Monday, August 6, 2007

Let's have a drink

Want to meet up for a drink? It's either one or the other alcoholic beverage, then. Very rarely do you go out of the house for anything less, and chronic coffee consumption presents its own set of problems.

Alcohol abuse isn't just a blight on remote Aboriginal communities - it's something that affects Australian society as a whole.
Adele Horan's article of 30/08 in the Sydney Morning Herald rightly points out that even a week without alcohol is a very trying task for most people. The recent launch of On the Wagon Week presumably launched a collective chill down the spines of adult Australia.

The binge drinking of teens and young adults has come increasingly under the microscope, but what of the hordes of parents who enjoy a glass or two "to unwind" after a hard day at work? It might begin this way, but I've heard anecdotally of many friends' parents who, after many years, are technically alcoholics.
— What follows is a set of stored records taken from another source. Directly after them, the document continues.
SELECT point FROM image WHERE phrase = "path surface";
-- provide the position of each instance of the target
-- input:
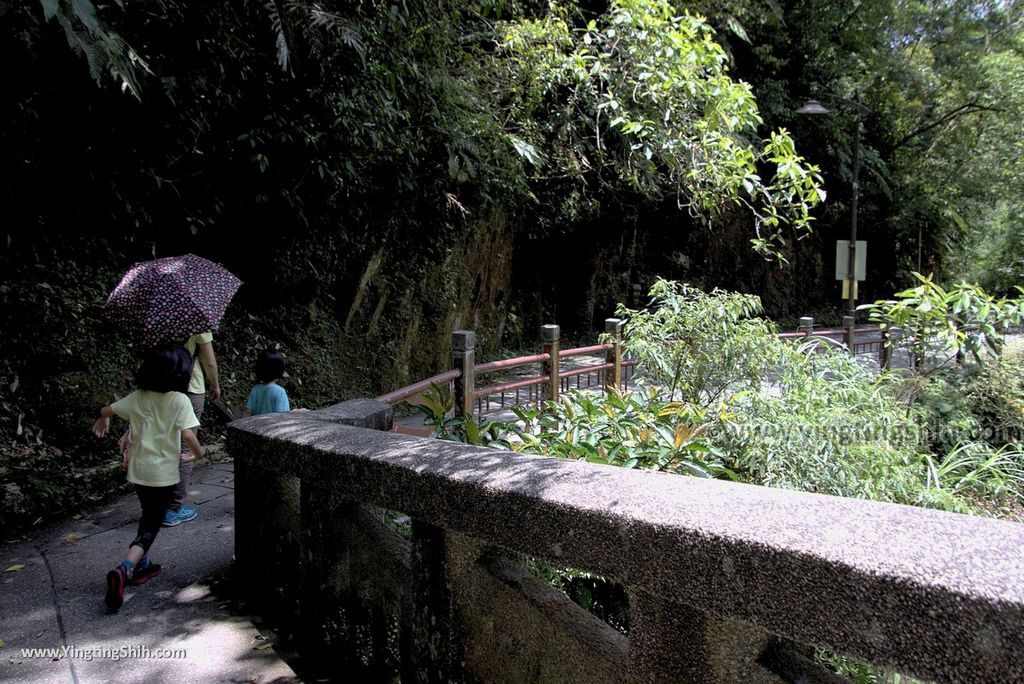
(51, 597)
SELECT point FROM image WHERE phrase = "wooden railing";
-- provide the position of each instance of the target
(557, 374)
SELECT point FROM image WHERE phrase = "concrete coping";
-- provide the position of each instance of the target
(928, 593)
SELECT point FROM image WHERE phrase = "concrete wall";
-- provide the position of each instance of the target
(724, 579)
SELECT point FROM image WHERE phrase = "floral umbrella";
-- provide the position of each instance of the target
(169, 300)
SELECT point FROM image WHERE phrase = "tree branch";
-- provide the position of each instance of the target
(970, 108)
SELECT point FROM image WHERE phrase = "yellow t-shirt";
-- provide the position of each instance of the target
(198, 383)
(157, 421)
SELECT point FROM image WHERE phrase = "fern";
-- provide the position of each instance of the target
(104, 51)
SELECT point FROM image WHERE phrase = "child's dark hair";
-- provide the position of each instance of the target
(269, 366)
(166, 369)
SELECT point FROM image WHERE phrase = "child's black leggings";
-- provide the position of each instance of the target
(155, 501)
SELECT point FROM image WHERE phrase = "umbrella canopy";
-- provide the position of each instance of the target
(169, 300)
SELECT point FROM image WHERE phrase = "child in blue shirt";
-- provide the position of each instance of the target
(267, 396)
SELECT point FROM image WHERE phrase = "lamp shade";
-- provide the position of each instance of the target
(813, 107)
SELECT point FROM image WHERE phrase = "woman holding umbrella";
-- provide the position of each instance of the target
(171, 300)
(201, 348)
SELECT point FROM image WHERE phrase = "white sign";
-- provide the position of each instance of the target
(843, 260)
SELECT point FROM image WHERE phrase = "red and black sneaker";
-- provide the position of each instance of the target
(140, 576)
(116, 581)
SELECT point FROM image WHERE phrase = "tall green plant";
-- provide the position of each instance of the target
(933, 318)
(699, 347)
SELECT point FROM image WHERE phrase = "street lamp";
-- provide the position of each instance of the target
(813, 107)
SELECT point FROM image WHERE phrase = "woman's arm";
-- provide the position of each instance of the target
(188, 436)
(209, 360)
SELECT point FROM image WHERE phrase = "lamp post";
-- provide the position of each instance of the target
(813, 107)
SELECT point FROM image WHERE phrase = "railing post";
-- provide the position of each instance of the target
(436, 648)
(848, 324)
(892, 336)
(549, 340)
(716, 649)
(464, 357)
(613, 376)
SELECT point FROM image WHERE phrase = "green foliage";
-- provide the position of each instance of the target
(933, 318)
(103, 49)
(634, 430)
(976, 469)
(827, 425)
(973, 403)
(698, 346)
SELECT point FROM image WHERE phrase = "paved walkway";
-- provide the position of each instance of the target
(51, 597)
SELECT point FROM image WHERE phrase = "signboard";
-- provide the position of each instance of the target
(843, 259)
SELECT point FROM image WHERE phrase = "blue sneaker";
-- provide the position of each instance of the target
(186, 513)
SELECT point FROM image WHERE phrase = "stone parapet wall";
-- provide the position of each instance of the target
(722, 578)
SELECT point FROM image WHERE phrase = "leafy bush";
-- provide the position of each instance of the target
(698, 346)
(635, 430)
(933, 318)
(972, 403)
(826, 425)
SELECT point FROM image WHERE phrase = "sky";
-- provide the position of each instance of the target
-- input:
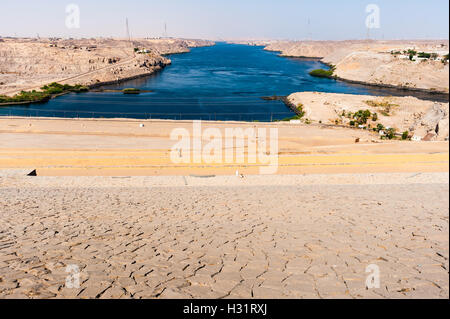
(227, 19)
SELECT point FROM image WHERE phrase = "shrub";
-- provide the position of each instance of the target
(362, 116)
(379, 127)
(131, 91)
(300, 111)
(374, 117)
(321, 73)
(424, 55)
(405, 135)
(390, 133)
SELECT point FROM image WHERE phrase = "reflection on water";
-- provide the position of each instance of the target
(223, 82)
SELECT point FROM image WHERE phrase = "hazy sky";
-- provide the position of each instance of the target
(226, 19)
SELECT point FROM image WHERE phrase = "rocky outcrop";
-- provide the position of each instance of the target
(423, 119)
(28, 64)
(373, 62)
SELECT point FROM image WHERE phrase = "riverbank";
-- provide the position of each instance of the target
(383, 64)
(407, 116)
(121, 147)
(29, 64)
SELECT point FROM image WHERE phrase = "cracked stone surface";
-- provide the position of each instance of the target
(312, 241)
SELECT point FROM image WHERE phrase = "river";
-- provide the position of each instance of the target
(222, 82)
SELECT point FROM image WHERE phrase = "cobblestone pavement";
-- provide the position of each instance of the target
(310, 241)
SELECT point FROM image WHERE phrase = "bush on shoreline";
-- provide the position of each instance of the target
(321, 73)
(131, 91)
(42, 96)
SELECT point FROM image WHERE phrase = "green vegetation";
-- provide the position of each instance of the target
(386, 105)
(24, 96)
(300, 112)
(362, 116)
(56, 88)
(287, 119)
(405, 135)
(424, 55)
(41, 96)
(374, 117)
(131, 91)
(390, 133)
(321, 73)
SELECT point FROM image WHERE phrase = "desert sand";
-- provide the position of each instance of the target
(418, 117)
(372, 62)
(28, 64)
(123, 147)
(334, 208)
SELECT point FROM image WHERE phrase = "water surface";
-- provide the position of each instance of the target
(222, 82)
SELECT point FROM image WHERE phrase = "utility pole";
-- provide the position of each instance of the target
(128, 30)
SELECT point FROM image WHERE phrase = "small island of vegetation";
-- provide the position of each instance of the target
(131, 91)
(321, 73)
(48, 91)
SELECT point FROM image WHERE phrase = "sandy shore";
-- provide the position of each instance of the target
(372, 62)
(124, 148)
(334, 208)
(417, 117)
(28, 64)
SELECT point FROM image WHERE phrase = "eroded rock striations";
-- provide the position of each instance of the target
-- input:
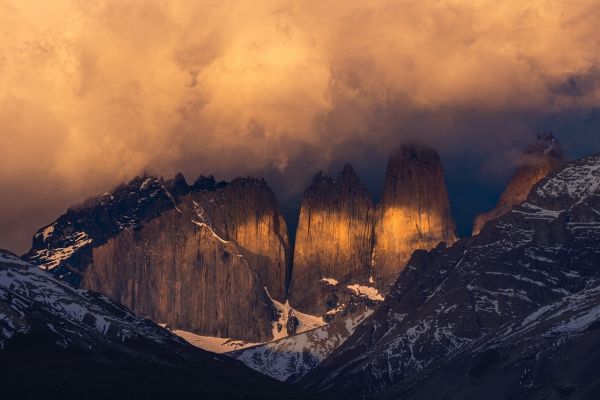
(414, 212)
(207, 258)
(539, 159)
(334, 241)
(496, 315)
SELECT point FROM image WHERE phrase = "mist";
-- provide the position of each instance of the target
(93, 93)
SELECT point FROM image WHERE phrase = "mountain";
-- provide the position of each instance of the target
(414, 212)
(540, 158)
(60, 342)
(549, 354)
(292, 357)
(333, 246)
(210, 258)
(532, 272)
There are several factors at work here.

Firstly, our casual approach to "having a few drinks" - i.e. getting blind. It's all treated as a bit of a laugh, really, and I've certainly enjoyed my fair share too. But when it becomes a ritualised, unthinking habit, it not only eats into our wallets and workplaces (sickies are a great Australian tradition), but it's setting us up for serious health problems in the future.

Horan also notes the alarming availability of cheap cask wine in large volumes - three or four litres for ten bucks. Until wine is taxed at a more consistent rate, this seems unlikely to change. Apparently the region in S.A. which produces most cask wine is home to two of that state's most marginal seats. It would be a foolish political party to upset the winegrowers here.

Other drugs are demonised, yet alcohol remains acceptable. If there are health warnings on tobacco pouches, why not on bottles of alcohol?

Australia is addicted. It's time to accept this, and look at either changing the culture, or preparing for a very long liver-transplant waiting list.

1 comment:

HieroHero said...

You make a very good point. There are consequences to people's actions. Not many care or think about this when they are getting blind, but in the end their liver will pay. If we look to England there is clearly a growing drinking problem and Australia seems to be following suit.